Taylor schaute sich noch einmal um. Die einander berührenden Hände, das Pentagramm, die stumme Tortur, die Xander und Amanda durchlitten hatten. Sie wünschte, sie könnte den Tag für die beiden zurückdrehen und das hier verhindern. Aber sie wusste, dass es ein sinnloser Wunsch war.
„Was glaubst du ist hier passiert, Baldwin? Übersehe ich irgendetwas?“
Er ging vorsichtig durch den Raum, nahm alles in sich auf. Sie kannte diesen Blick – er war da, aber vollkommen geistesabwesend, während er über die Ereignisse nachdachte, die zu den Morden geführt haben mussten.
„Das Timing gibt mir Rätsel auf.“
„Du meinst wegen Halloween?“
„Nein. Ich meine die Todeszeitpunkte. Alle Opfer sind ungefähr zur gleichen Zeit gestorben. Wenn der Mörder in jedem Haus war …“
„Wir müssen auf Sam warten, um den genauen Todeszeitpunkt und die Todesursache zu erfahren. Aber ich glaube, du hast recht. Das sind zu viele Tote für nur einen Mörder – wolltest du darauf hinaus?“
Er schenkte ihr ein anerkennendes Lächeln. „Ja, das wollte ich.“ „Was glaubst du, wie viele Mörder waren es?“
„Ich weiß es nicht.“ Er wandte sich von ihr ab und fuhr mit einem behandschuhten Finger über einen Buchrücken. Taylor sah, dass es sich um eines ihrer Lieblingsbücher handelte, Sturmhöhe, und verspürte einen Stich. Amanda Vanderwood würde nie wieder ein Buch lesen.
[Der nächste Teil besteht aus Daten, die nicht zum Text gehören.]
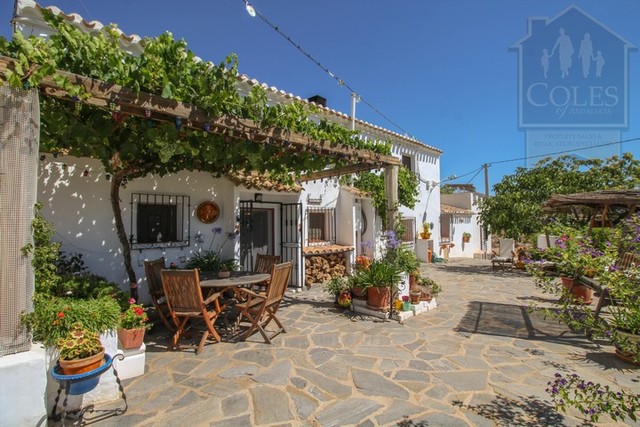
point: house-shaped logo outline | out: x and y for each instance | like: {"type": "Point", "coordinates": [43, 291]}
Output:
{"type": "Point", "coordinates": [546, 21]}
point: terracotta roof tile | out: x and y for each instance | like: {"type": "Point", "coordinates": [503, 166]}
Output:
{"type": "Point", "coordinates": [256, 181]}
{"type": "Point", "coordinates": [448, 209]}
{"type": "Point", "coordinates": [326, 249]}
{"type": "Point", "coordinates": [134, 42]}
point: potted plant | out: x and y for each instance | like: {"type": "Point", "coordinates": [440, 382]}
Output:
{"type": "Point", "coordinates": [415, 295]}
{"type": "Point", "coordinates": [80, 351]}
{"type": "Point", "coordinates": [426, 230]}
{"type": "Point", "coordinates": [569, 265]}
{"type": "Point", "coordinates": [406, 304]}
{"type": "Point", "coordinates": [133, 323]}
{"type": "Point", "coordinates": [340, 289]}
{"type": "Point", "coordinates": [358, 290]}
{"type": "Point", "coordinates": [379, 280]}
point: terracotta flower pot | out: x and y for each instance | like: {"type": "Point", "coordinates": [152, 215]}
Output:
{"type": "Point", "coordinates": [79, 366]}
{"type": "Point", "coordinates": [634, 341]}
{"type": "Point", "coordinates": [131, 338]}
{"type": "Point", "coordinates": [344, 299]}
{"type": "Point", "coordinates": [578, 291]}
{"type": "Point", "coordinates": [379, 298]}
{"type": "Point", "coordinates": [415, 296]}
{"type": "Point", "coordinates": [359, 293]}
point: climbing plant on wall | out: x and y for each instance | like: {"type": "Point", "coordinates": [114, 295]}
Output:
{"type": "Point", "coordinates": [130, 147]}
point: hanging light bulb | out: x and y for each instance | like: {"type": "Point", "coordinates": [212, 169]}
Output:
{"type": "Point", "coordinates": [250, 10]}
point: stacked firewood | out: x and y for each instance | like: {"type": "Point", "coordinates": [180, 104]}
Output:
{"type": "Point", "coordinates": [322, 268]}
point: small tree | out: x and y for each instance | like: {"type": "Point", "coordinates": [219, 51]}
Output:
{"type": "Point", "coordinates": [132, 147]}
{"type": "Point", "coordinates": [515, 209]}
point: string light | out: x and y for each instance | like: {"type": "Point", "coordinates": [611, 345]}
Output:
{"type": "Point", "coordinates": [341, 82]}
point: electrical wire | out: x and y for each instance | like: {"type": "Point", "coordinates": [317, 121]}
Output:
{"type": "Point", "coordinates": [473, 177]}
{"type": "Point", "coordinates": [565, 151]}
{"type": "Point", "coordinates": [340, 81]}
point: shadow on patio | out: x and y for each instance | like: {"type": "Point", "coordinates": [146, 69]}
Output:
{"type": "Point", "coordinates": [515, 321]}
Von unten drangen laute Stimmen herauf.
„Und nun?“ Sie widerstand dem Drang, ihren Zopf zu lösen und sich mit den Fingern durch die Haare zu fahren, um besser nachdenken zu können. Die Geste war so zwanghaft, war ihr so in Fleisch und Blut übergegangen, dass sie die Hände in die Taschen stecken musste, was mit den Latexhandschuhen gar nicht so leicht war. Baldwin streckte seinen Kopf in Richtung der offenen Tür, hinter der die Stimmen immer lauter wurden.
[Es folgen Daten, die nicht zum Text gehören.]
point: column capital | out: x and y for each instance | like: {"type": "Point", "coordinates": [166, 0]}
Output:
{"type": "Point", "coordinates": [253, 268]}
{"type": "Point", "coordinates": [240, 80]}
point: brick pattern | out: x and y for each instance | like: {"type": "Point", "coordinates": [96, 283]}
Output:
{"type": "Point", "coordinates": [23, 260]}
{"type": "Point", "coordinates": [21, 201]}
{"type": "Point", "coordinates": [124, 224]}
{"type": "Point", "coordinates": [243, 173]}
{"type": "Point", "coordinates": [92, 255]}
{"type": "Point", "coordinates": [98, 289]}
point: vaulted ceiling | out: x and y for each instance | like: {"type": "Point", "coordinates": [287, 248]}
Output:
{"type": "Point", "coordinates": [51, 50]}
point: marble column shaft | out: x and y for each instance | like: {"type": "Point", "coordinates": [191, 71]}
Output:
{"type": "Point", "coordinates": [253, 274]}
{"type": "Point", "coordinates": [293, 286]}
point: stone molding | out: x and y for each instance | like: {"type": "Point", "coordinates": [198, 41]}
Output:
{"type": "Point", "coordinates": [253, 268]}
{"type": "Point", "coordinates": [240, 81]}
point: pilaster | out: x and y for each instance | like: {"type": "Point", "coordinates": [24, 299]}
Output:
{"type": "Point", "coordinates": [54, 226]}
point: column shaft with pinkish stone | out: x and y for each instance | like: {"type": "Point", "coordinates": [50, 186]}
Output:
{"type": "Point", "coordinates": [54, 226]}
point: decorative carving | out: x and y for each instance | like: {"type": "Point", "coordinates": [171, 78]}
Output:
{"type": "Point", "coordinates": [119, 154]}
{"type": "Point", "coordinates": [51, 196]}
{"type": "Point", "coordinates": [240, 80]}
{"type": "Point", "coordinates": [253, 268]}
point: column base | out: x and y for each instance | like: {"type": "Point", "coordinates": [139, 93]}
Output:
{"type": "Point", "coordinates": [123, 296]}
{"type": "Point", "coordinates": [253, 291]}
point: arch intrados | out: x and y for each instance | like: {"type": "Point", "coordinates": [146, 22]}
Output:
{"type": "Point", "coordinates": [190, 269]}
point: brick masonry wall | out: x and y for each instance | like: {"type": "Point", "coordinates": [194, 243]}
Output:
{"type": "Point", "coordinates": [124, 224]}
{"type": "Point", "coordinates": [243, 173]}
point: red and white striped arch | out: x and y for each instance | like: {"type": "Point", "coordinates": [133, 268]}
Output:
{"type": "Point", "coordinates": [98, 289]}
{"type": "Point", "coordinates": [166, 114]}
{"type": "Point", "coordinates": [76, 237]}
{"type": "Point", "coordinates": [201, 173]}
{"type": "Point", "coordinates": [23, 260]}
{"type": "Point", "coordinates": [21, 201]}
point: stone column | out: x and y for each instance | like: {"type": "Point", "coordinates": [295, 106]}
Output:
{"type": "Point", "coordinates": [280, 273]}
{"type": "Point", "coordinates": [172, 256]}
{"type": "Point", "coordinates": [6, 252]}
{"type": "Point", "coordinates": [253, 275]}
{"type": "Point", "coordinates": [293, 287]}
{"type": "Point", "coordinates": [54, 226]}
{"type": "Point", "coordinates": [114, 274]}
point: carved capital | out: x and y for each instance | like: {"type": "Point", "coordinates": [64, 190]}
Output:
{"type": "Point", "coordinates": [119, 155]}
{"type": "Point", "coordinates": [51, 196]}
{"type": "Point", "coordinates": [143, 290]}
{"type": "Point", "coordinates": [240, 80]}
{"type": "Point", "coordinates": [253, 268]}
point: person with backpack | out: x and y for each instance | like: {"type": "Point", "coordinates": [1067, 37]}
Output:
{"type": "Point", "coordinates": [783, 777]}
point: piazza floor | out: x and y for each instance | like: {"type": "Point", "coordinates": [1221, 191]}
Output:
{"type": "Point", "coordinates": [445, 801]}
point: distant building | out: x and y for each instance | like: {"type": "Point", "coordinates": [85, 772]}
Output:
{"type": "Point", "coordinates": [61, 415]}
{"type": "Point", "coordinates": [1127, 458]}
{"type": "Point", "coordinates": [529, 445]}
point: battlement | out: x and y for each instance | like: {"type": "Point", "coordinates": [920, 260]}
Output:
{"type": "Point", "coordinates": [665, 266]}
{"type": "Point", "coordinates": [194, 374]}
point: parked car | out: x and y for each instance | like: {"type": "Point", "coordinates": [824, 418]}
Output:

„Wir sollten besser mal nachsehen, was da los ist.“
„Ich weiß.“ Taylor seufzte. Bitte, gütiger Gott, keine weiteren Leichen.
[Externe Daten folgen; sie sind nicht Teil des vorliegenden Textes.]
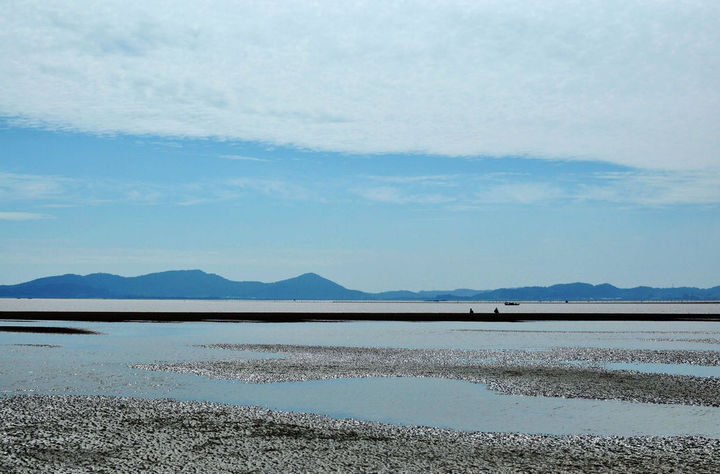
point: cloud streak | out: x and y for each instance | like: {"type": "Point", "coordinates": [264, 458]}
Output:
{"type": "Point", "coordinates": [22, 216]}
{"type": "Point", "coordinates": [633, 83]}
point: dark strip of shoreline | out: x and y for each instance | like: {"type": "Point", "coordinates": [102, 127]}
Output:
{"type": "Point", "coordinates": [277, 317]}
{"type": "Point", "coordinates": [45, 329]}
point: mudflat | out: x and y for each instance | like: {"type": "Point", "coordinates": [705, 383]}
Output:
{"type": "Point", "coordinates": [83, 434]}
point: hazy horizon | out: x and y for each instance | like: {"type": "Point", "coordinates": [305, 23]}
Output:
{"type": "Point", "coordinates": [383, 145]}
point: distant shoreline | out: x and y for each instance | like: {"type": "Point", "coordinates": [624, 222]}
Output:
{"type": "Point", "coordinates": [280, 317]}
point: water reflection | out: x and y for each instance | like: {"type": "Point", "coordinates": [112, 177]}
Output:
{"type": "Point", "coordinates": [99, 364]}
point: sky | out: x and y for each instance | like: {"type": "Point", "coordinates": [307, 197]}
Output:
{"type": "Point", "coordinates": [381, 144]}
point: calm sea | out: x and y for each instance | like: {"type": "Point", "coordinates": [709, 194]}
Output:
{"type": "Point", "coordinates": [100, 365]}
{"type": "Point", "coordinates": [230, 306]}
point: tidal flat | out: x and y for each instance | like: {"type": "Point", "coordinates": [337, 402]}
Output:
{"type": "Point", "coordinates": [96, 434]}
{"type": "Point", "coordinates": [360, 396]}
{"type": "Point", "coordinates": [518, 372]}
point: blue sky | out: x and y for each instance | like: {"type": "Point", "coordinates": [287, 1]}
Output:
{"type": "Point", "coordinates": [383, 145]}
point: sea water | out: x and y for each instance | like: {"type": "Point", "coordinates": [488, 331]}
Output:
{"type": "Point", "coordinates": [101, 365]}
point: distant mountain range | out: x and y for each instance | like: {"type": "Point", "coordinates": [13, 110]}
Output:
{"type": "Point", "coordinates": [196, 284]}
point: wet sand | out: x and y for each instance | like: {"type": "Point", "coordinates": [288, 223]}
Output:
{"type": "Point", "coordinates": [95, 434]}
{"type": "Point", "coordinates": [515, 372]}
{"type": "Point", "coordinates": [278, 317]}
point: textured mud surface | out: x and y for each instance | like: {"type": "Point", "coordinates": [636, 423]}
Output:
{"type": "Point", "coordinates": [98, 434]}
{"type": "Point", "coordinates": [508, 371]}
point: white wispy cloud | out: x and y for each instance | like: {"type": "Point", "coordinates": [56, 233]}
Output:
{"type": "Point", "coordinates": [22, 216]}
{"type": "Point", "coordinates": [242, 158]}
{"type": "Point", "coordinates": [628, 82]}
{"type": "Point", "coordinates": [16, 187]}
{"type": "Point", "coordinates": [396, 195]}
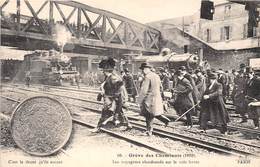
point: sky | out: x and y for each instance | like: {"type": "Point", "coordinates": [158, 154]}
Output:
{"type": "Point", "coordinates": [143, 11]}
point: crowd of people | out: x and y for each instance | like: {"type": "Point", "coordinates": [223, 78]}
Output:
{"type": "Point", "coordinates": [190, 92]}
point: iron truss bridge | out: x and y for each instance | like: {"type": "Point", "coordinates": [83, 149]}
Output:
{"type": "Point", "coordinates": [87, 25]}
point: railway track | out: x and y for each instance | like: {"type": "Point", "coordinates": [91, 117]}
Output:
{"type": "Point", "coordinates": [175, 136]}
{"type": "Point", "coordinates": [135, 108]}
{"type": "Point", "coordinates": [111, 133]}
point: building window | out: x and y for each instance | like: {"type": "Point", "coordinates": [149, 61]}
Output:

Als sie die Treppe hinunterkamen, sahen sie Lincoln in eine hitzige Diskussion mit einem älteren Ehepaar verwickelt. Taylor war überrascht, sie hatte gedacht, die Vanderwoods wären auf Reisen. Lincoln stellte ihnen das Pärchen vor, und sofort wurde Taylor alles klar.
„Lieutenant, das sind Laura und Aaron Norwood, die Eltern von Xander.“
Taylor zog ihre Handschuhe aus und schüttelte den beiden die Hand. Die Norwoods waren schon etwas älter, der Mann trug immer noch seinen blauen Anzug mit Krawatte von der Arbeit, seine Frau einen Jogginganzug aus braunem Nickistoff, der sich über ihrem üppigen Busen spannte. Sie hatte geweint, ihre Augen waren rot und geschwollen, aber im Moment trocken.
„Mein herzliches Beileid“, sagte Taylor automatisch, obwohl sie wusste, dass die Worte kaum tröstlich waren.
Mr Norwood nickte kurz. „Wir sind sofort hergekommen, als wir davon erfahren haben. Wir wollen bei ihm sein. Wir wollen unseren Sohn sehen. Wer hat ihm das angetan?“
„Das versuchen wir gerade herauszufinden, Sir. Wenn Sie uns einen Moment entschuldigen mögen?“
Sie trat mit Lincoln und Baldwin in den Flur hinaus und sprach leise zu ihrem Mitarbeiter.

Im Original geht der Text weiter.